Precisamos aprovar os medicamentos para tratar a doença. Estou conduzindo dois ensaios clínicos de fase 3, mas precisamos ainda de aprovação para progredir e da nacionalização. Esses medicamentos (para formas leves da doença) ainda são muito caros para a nossa realidade. São US$ 600 por cinco dias de tratamento oral. Os resultados são excelentes, tanto do Molnupiravir, da Merck, quanto do Favipiravir, da Fugi. O melhor de todos é o Paxlovid, da Pfizer, que tem a maior taxa de efetividade, 80%, mas também não tem registro por aqui ainda. Outra coisa importante é a aprovação dos medicamentos imunorreguladores para casos graves, de pacientes internados, também sendo testados no Brasil.

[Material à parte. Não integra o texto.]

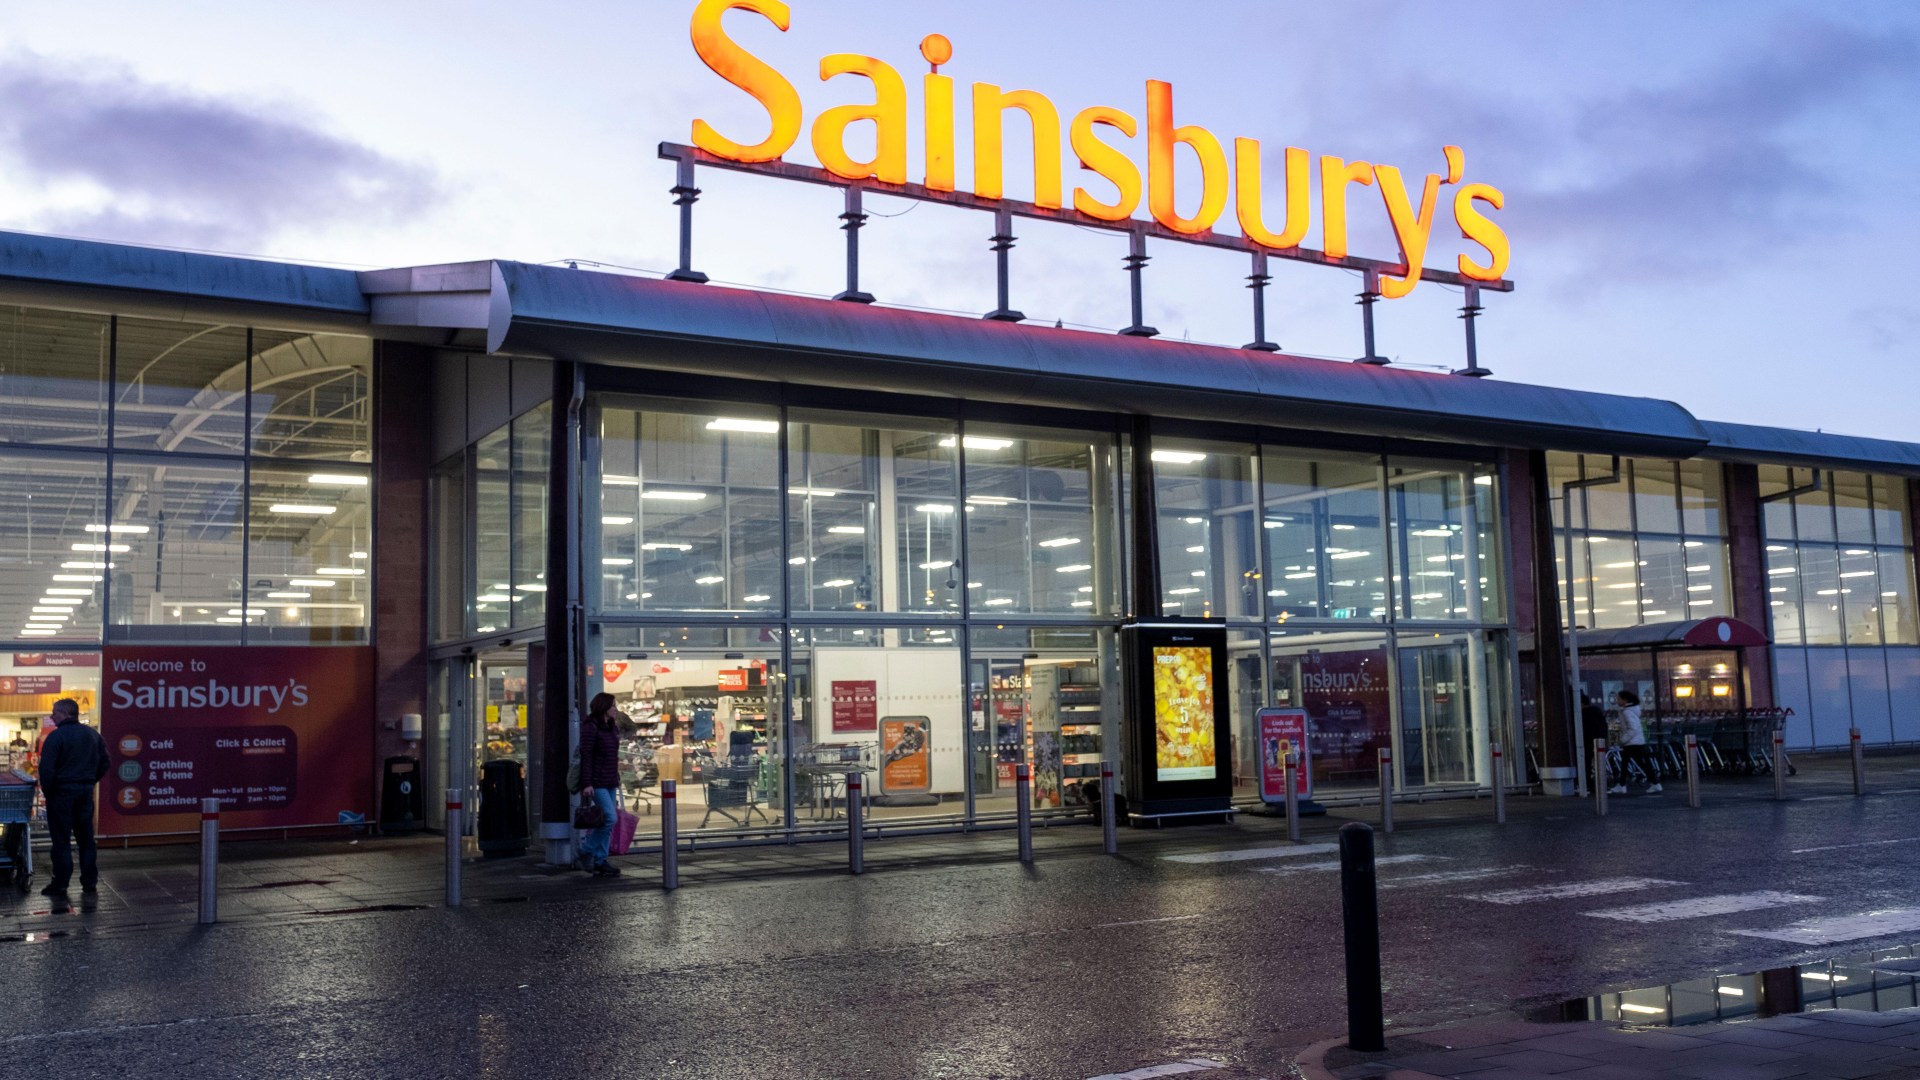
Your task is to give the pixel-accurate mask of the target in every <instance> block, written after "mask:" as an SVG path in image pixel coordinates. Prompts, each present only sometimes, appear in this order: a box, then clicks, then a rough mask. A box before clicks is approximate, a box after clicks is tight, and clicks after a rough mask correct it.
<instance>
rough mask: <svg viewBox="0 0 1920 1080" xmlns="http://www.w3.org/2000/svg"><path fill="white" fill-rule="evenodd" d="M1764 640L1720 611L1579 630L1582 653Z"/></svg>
mask: <svg viewBox="0 0 1920 1080" xmlns="http://www.w3.org/2000/svg"><path fill="white" fill-rule="evenodd" d="M1764 644H1768V640H1766V634H1763V632H1761V630H1759V628H1755V626H1753V625H1751V623H1741V621H1740V619H1726V617H1724V615H1715V617H1713V619H1686V621H1682V623H1645V625H1642V626H1615V628H1611V630H1580V651H1582V653H1603V651H1626V650H1736V648H1743V646H1764Z"/></svg>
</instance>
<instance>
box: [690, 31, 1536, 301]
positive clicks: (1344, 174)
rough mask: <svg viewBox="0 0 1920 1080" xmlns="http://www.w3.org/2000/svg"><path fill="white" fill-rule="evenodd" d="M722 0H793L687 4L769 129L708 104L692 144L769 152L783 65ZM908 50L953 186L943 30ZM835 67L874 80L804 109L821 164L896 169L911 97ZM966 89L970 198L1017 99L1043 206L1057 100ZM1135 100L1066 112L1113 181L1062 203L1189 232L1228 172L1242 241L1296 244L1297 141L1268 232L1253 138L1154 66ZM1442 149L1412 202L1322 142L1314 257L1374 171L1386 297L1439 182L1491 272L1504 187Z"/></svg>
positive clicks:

A senhora acha que a quarta dose da vacina é realmente necessária? E daqui para frente, vamos ter de nos vacinar todos os anos?
Sim, a quarta dose é uma indicação. A diferença, em termos de proteção, é muito grande. A doença começa a ir se estiolando, se tornando endêmica. Eventualmente teremos um surto aqui, um cluster ali, mas dificilmente um comportamento epidêmico mais amplo. Sobre a vacinação anual, não creio que precisaremos tomar mais vezes. Eu particularmente acho que não.

Dois anos depois, que balanço faz da pandemia?
Desde o início duas coisas chocaram, para bem e para mal: a enorme capacidade de resposta da comunidade científica brasileira e a tensão muito grande entre a retórica da comunidade acadêmica e os discursos oficiais. A retórica oficial foi muito nociva ao País, querendo emprenhar, digamos assim, conceitos como a defesa de medicamentos não eficazes, diante de uma população amedrontada, angustiada e empobrecida. Por outro lado, hoje, somos o 11.º País do mundo em número de publicações científicas sobre a covid-19. Isso é muita coisa.

O Brasil sempre foi um caso de sucesso no que diz respeito à imunização infantil, o que mudou?
O governo tem feito um desserviço enorme no sentido de desacreditar aquilo em que a população brasileira sempre acreditou tanto, a imunização.

Se for o caso de enfrentarmos uma nova onda da doença, estamos preparados em vacinas?
Sim, o Brasil hoje é autônomo na produção de vacinas. A Fiocruz é capaz de produzir de 25 a 30 milhões de doses por mês, se tivermos uma nova onda.

O Brasil, em mortos pela covid, perde apenas para os Estados Unidos. A que a senhora atribui esse desempenho tão ruim?
Tem muita coisa positiva também, estamos com 80% da população vacinada. Mas isso tudo poderia ter sido alcançado com menos tensão, menos problema, sem necessidade de CPI. Poderíamos ter trabalhado de maneira mais harmônica e mais eficiente. Poderíamos ter começado a vacinar mais cedo, ter uma retórica hegemônica, não termos de ir para a televisão desconstruir informações erradas sobre vacina, cloroquina, ivermectina, todos esses medicamentos inúteis. Quem ganhou com tudo isso?

As informações são do jornal O Estado de S. Paulo.